Toprağa düşen neferin tarihe bile sığmadığı, mezarının başına mezar taşı niyetiyle Kabe dikilse ancak yeterli olacak derecede ilahi bir savaş. Çanakkale, gidip de dönmeyen on beşlilerin türküsü. Japonların anlatımıyla 1000 Nagazaki’ye bedel bir ibretlik olay. Ama maalesef Çanakkale bizim için hep bir düş, hep bir destan, hep bir kahramanlık örneği, dilden dile anlattığımız, nesilden nesile aktardığımız.”
GÜN ARTIK ÇANAKKALE’DEN BİLE VAHİM BİR GÜN
Yıllardır hep Çanakkale nutukları atarız; Nasıl üç kıtaya hükmettiğimizi, nasıl küffarı yendiğimizi, ne büyük medeniyetler kurduğumuzu, ne şanlı ecdatlarımızın olduğunu anlattık, yıllarca. Çine set çektiren, ehl-i Salip’e geçit vermeyen, Kostantiniye’yi İstanbul yapan atalar ve onların kahramanlık destanları. Çanakkale, temeli sağlam atılan ama maalesef bitirilemeyen bir eser. Yeter artık Çanakkale destanı anlattığımız. Gün artık Çanakkale’den bile vahim bir gün haline gelmiştir. Boğazları geçemeyen, Anafartalar’da, Conkbayırı’nda tutunamayan, ölüm kusan zırhlılarıyla denize gömülen düşman, neredeyse memleketin bütün kalelerini zapt etmişken, yeter artık hala zafer masallarının ardına sığınmak.

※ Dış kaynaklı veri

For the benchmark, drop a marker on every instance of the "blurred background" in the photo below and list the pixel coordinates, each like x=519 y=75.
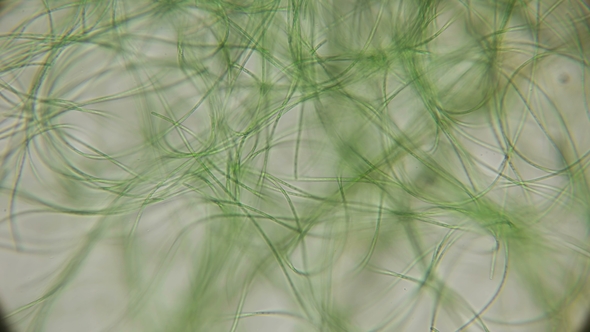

Bugün bize düşen zaferlerin ardına sığınmak değil, yeni zaferler yazmaktır. İktisaden, siyaseten, ilmen ve fikren; her alanda yeniden zaferler kazanacağımız günler umuduyla, Çanakkale zaferinin 97. Yıldönümünü kutlar, şehitlerimize rahmet dilerim.” dedi.